Personal information
- Born: March 3, 1989 (age 36) Plantation, Florida, U.S.
- Height: 6 ft 1 in (1.85 m)
- Weight: 189 lb (86 kg)

Career information
- High school: Cypress Bay (Weston, Florida)
- College: Pittsburgh

Career history
- 2012: Indianapolis Colts*
- 2012: Washington Redskins*
- 2013: New York Giants*
- 2013: Kansas City Chiefs*
- 2013: Pittsburgh Steelers*
- 2013–2015: Calgary Stampeders
- 2015–2016: Dallas Cowboys*
- 2016: Saskatchewan Roughriders
- 2017: BC Lions
- 2018: Edmonton Eskimos*
- * Offseason and/or practice squad member only

Awards and highlights
- Grey Cup champion (2014);
- Stats at Pro Football Reference
- Stats at CFL.ca

= Buddy Jackson =

American gridiron football player (born 1989)

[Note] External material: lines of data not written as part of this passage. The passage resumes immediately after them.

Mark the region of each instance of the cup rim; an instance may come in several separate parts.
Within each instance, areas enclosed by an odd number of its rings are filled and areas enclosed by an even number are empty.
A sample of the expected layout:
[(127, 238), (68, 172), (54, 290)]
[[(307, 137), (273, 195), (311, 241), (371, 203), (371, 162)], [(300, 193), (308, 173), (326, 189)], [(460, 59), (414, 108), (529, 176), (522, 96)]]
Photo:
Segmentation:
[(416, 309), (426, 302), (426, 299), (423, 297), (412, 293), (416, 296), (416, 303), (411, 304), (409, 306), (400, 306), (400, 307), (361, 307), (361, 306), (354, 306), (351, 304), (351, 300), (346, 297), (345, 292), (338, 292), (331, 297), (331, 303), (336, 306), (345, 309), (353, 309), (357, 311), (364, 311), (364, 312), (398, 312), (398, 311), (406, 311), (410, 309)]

Anthony Hugh "Buddy" Jackson II (born March 3, 1989) is an American former professional football cornerback who played in the Canadian Football League (CFL). He played college football at the University of Pittsburgh. Jackson was a member of the Indianapolis Colts, Washington Redskins, New York Giants, Kansas City Chiefs, Pittsburgh Steelers, and Dallas Cowboys of the National Football League, and the Calgary Stampeders, Saskatchewan Roughriders, BC Lions, and Edmonton Eskimos of the CFL.

==Early life==
Jackson was a three-year varsity letterman at Cypress Bay High School in Weston, Florida, starting two years at cornerback. He also participated in basketball and track, where he was a district champion in the 100-metre dash.

==College career==
Jackson played for the Pittsburgh Panthers from 2008 to 2011. He was redshirted in 2007. He recorded 34 total tackles, four pass break-ups and one fumble recovery his senior year.

==Professional career==
Jackson signed with the Indianapolis Colts of the National Football League (NFL) on April 30, 2012, after going undrafted in the 2012 NFL draft. He was waived/injured by the Colts on August 15, 2012.

On November 12, 2012, Jackson was signed to the practice squad of the Washington Redskins' of the NFL.

Jackson signed a futures contract with the NFL's New York Giants on January 25, 2013. He was released by the Giants on May 11, 2013.

Jackson was claimed off waivers by the Kansas City Chiefs of the NFL on May 14, 2013. He was released by the Chiefs on August 1, 2013.

Jackson was claimed off waivers by the Pittsburgh Steelers of the NFL on August 1, 2013. He was released by the Steelers on August 10, 2013.

Jackson spent the 2013 CFL season on the Calgary Stampeders' practice roster. He made his CFL debut on June 28, 2014, starting against the Montreal Alouettes. He started 12 games at cornerback, recording 42 tackles, during the 2014 CFL season. Jackson was on the injury list for six games.

On December 22, 2015, Jackson was signed to the practice squad of the Dallas Cowboys' of the NFL. He was released by the Cowboys on May 6, 2016.

Jackson signed with the CFL's Saskatchewan Roughriders on June 21, 2016. Jackson played six games for the Riders in 2016, contributing 21 tackles.

Jackson signed with the BC Lions of the CFL on February 14, 2017. In one season in BC Jackson accumulated 17 defensive tackles, four special teams tackles and recorded his first career interception.

On February 28, 2018, Jackson signed with the Edmonton Eskimos of the CFL. He retired on May 24, 2018.